Agomelatine alleviates palmitic acid-induced mouse oocyte meiosis defects by restoring mitochondrial function

International Journal of Obesity volume 49, pages 1781–1791 (2025)Cite this article

Subjects

Abstract

Background/objective

Palmitic acid (PA) is known to be elevated in the follicular fluid of women with obesity, negatively affecting female fertility. However, the mechanism by which PA exposure reduces female fertility is not fully understood, and how it can be treated requires further investigation.

Methods

We first established in vivo and in vitro models of mouse oocyte maturation at high concentrations of PA and determined the effects of treatment with agomelatine (Ago) which is a melatonin receptor agonist with antioxidant properties. We assessed oocyte maturation rates, spindle morphology and chromosome morphology, oxidative stress and apoptosis levels. Lastly, we examined energy levels, mitochondrial function, and mitochondrial synthesis-related protein expression levels.

Results

Our results showed that PA exposure disrupted spindle assembly and chromosome alignment, reduced microtubule stability, and impaired the meiotic maturation of oocytes.
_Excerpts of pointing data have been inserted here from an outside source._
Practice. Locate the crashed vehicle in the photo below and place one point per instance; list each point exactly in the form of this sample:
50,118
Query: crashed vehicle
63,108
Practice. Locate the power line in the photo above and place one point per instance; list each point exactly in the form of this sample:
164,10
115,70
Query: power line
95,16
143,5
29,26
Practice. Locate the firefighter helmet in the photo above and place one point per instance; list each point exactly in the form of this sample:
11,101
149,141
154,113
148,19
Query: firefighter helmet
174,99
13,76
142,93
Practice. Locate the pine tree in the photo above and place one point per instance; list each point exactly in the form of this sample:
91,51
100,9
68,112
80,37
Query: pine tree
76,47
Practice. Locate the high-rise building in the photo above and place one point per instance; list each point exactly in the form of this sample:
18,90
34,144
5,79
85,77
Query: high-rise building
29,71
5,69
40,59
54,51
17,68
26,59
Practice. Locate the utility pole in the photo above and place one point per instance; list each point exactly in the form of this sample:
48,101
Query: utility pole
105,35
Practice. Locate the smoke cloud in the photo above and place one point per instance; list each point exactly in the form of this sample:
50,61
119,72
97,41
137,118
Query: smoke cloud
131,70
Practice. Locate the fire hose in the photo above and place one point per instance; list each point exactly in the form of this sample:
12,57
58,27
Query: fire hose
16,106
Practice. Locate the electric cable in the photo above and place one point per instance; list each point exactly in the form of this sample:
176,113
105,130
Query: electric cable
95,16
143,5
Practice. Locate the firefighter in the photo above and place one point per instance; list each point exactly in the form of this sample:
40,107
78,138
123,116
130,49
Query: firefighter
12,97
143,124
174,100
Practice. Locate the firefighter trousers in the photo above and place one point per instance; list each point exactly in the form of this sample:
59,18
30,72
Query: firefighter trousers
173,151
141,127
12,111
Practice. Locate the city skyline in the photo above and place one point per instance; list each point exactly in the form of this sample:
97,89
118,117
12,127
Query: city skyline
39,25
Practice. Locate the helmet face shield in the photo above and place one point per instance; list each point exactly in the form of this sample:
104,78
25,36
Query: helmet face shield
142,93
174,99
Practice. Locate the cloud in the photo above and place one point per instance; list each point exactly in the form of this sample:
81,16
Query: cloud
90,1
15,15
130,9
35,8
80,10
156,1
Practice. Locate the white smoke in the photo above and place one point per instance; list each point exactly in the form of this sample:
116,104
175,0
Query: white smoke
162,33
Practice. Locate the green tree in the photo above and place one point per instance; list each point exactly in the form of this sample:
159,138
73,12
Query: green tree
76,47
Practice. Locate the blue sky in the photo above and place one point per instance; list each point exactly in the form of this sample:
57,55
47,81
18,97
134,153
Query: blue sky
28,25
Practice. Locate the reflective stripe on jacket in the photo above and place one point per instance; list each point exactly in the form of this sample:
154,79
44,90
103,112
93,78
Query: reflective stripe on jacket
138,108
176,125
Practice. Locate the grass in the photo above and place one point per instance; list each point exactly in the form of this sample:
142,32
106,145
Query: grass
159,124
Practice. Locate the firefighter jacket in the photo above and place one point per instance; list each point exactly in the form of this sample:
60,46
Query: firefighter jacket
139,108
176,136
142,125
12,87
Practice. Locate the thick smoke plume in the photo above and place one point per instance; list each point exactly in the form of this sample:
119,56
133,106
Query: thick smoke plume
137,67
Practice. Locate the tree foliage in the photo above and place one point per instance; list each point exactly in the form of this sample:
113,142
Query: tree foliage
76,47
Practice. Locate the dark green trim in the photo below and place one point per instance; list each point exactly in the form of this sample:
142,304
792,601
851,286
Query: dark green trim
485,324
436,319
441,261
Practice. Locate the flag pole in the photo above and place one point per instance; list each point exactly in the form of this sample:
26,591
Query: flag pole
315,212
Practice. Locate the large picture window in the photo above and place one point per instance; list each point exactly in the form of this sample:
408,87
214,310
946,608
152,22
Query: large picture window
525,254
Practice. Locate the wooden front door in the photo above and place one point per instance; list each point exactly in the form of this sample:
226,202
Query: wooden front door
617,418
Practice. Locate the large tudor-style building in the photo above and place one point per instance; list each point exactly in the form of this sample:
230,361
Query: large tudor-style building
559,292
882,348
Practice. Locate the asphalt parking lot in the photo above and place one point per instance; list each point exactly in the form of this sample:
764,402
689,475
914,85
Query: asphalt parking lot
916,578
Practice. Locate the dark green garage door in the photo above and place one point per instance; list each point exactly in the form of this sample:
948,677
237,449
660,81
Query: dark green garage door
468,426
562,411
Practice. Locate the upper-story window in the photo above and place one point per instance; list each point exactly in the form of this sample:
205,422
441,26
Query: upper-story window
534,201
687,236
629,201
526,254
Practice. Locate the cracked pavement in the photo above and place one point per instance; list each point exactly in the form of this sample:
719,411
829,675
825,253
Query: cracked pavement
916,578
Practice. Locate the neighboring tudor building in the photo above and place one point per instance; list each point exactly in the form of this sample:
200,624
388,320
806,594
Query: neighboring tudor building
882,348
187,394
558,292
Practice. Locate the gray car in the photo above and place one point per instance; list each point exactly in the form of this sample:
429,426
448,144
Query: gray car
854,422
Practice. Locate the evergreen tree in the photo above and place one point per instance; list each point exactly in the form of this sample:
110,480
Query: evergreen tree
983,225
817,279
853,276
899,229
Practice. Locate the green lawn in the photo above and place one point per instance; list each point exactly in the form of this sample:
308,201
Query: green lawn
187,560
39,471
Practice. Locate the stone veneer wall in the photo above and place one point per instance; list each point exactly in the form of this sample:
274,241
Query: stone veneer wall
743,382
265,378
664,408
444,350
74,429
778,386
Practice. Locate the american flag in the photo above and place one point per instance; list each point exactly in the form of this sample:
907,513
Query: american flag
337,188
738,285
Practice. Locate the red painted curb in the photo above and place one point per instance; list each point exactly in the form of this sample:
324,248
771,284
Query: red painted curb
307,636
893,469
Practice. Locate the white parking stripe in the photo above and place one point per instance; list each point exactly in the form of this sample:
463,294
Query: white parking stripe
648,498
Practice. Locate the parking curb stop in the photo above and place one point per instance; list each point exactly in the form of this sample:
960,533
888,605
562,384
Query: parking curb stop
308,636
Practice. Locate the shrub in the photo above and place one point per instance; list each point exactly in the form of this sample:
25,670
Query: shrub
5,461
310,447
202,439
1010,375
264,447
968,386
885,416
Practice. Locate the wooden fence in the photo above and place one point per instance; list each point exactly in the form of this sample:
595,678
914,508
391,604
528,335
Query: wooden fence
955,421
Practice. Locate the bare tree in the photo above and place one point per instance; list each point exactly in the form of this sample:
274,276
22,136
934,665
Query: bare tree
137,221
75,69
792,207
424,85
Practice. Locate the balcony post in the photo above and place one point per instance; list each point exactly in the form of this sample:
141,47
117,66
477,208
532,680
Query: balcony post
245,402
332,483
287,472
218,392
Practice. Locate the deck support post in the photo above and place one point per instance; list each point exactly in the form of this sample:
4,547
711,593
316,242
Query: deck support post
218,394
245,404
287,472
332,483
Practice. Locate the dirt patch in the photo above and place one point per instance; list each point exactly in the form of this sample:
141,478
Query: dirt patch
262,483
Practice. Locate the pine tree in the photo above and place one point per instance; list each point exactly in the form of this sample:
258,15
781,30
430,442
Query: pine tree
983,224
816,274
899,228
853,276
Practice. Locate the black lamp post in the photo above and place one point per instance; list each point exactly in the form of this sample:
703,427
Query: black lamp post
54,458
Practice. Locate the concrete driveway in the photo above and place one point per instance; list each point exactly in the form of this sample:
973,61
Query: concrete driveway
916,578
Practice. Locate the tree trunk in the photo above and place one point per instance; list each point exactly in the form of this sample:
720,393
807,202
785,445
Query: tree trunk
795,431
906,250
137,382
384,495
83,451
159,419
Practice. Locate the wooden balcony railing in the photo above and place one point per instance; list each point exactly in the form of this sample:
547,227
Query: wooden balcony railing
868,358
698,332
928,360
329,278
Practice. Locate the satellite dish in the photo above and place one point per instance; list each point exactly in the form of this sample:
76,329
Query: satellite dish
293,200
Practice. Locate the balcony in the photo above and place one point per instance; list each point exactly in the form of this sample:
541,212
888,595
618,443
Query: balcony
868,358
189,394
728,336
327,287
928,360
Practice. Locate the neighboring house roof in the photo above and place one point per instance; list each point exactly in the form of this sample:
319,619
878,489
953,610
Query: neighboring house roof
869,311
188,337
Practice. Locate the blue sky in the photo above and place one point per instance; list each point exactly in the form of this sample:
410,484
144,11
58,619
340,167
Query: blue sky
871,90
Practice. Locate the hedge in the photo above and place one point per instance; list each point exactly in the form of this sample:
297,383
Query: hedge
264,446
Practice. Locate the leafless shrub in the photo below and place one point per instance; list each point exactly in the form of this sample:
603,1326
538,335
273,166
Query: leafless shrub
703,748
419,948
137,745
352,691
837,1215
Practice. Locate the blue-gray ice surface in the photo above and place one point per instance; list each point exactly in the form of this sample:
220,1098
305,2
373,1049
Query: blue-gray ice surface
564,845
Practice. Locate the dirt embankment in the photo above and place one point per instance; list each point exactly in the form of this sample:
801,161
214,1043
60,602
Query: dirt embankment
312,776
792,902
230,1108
PA also disrupted mitochondrial function, leading to decreased ATP production, elevated Reactive Oxygen Species(ROS) levels, oxidative stress, and apoptosis. Remarkably, Ago supplementation promoted oocyte quality by restoring spindle/chromosome conformation, maintaining mitochondrial function, lowering ROS levels, and inhibiting apoptosis.

Conclusions

This study establishes that Ago ameliorates metabolic stress-induced oocyte deterioration through mitochondrial functional restoration, providing mechanistic insights into obesity-associated infertility. Importantly, our study identifies a potentially favorable drug for combating obesity-induced female infertility.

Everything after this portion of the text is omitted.